To enrich the “ENRICHED_DATA” topic with latitude and longitude information for each city, we can join the two topics based on the departure and arrival cities. This will allow us to replace the latitude and longitude information in the “airplane-data” topic with the corresponding values from the “city_data” topic.

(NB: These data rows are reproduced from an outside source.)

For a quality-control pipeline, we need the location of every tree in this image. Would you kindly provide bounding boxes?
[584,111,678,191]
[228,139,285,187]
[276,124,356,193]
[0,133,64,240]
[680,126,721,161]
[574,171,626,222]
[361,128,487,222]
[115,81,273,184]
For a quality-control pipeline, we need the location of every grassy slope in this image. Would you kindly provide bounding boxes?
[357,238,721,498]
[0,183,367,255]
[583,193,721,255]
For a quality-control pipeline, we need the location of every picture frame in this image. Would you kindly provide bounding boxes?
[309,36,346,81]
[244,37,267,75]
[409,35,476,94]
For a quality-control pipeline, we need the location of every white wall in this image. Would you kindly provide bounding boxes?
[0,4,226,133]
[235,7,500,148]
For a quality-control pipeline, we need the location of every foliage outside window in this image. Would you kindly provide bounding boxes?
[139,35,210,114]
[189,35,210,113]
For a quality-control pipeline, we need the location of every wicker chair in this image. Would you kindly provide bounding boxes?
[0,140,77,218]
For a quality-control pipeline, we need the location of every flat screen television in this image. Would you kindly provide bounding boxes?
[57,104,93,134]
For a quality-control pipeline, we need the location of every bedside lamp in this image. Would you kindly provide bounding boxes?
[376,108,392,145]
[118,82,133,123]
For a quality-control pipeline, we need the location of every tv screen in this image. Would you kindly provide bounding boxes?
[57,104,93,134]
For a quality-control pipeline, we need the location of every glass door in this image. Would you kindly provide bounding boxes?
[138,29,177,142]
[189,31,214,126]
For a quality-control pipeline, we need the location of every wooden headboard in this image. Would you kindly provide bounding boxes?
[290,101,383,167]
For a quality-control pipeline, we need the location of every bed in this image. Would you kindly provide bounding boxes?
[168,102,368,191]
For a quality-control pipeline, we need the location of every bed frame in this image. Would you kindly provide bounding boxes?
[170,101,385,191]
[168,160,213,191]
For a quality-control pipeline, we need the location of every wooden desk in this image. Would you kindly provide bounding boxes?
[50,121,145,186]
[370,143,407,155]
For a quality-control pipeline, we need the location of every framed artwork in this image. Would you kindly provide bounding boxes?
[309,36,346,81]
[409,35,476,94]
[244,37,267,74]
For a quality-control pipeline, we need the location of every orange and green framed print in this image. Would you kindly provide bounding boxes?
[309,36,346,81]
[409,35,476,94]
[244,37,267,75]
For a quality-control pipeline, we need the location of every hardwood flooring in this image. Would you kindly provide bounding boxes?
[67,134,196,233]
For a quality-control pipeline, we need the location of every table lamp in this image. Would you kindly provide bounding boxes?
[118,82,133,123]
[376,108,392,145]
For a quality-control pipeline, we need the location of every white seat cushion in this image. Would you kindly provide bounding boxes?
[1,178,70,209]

The enriched “ENRICHED_DATA” topic will then contain all the original fields from the “airplane-data” topic along with the corresponding latitude and longitude information for the departure and arrival cities. This will allow for more advanced analysis and visualization of the flight data.

{
"TIMESTAMP": "2023-02-19 22:41:40.349104",
"AIRPLANE_ID": "ff748449-3b71-478a-8a47-0aff55da0975",
"AIRPLANE_MODEL": "Boeing 787",
"AIRLINE_COMPANY": "Southwest Airlines",
"DEPARTURE_LATITUDE": null,
"DEPARTURE_LONGITUDE": null,
"DEPARTURE_CITY": "Phoenix",
"ARRIVAL_LATITUDE": null,
"ARRIVAL_LONGITUDE": null,
"FLIGHT_ID": "341d3f7b-efae-4fd6-993a-0e3e9a842d8b",
"FLIGHT_NUMBER": 5265,
"DEPARTURE_TIME": "2023-02-20 16:41:40",
"ARRIVAL_TIME": "2023-02-21 11:41:40",
"FLIGHT_SPEED": 405.43,
"ALTITUDE": 12493.31,
"ENGINE_PERFORMANCE": 61.65,
"TEMPERATURE": 35.54,
"HUMIDITY": 69.74,
"PRESSURE": 1066.9
}

Enriching data with ksqlDB:

CREATE STREAM airplane_data_stream (
timestamp VARCHAR,
airplane_id VARCHAR,
airplane_model VARCHAR,
airline_company VARCHAR,
departure_city VARCHAR,
arrival_city VARCHAR,
flight_id VARCHAR,
flight_number INT,
departure_time VARCHAR,
arrival_time VARCHAR,
flight_speed DOUBLE,
altitude DOUBLE,
engine_performance DOUBLE,
temperature DOUBLE,
humidity DOUBLE,
pressure DOUBLE
) WITH (KAFKA_TOPIC='airplane-data', VALUE_FORMAT='JSON');

This is a KSQL statement to create a new KSQL stream called airplane_data_stream with a schema that defines the structure of the data that will be stored in the stream. The schema has 16 fields, including timestamp, airplane_id, airplane_model, airline_company, departure_city, arrival_city, flight_id, flight_number, departure_time, arrival_time, flight_speed, altitude, engine_performance, temperature, humidity, and pressure.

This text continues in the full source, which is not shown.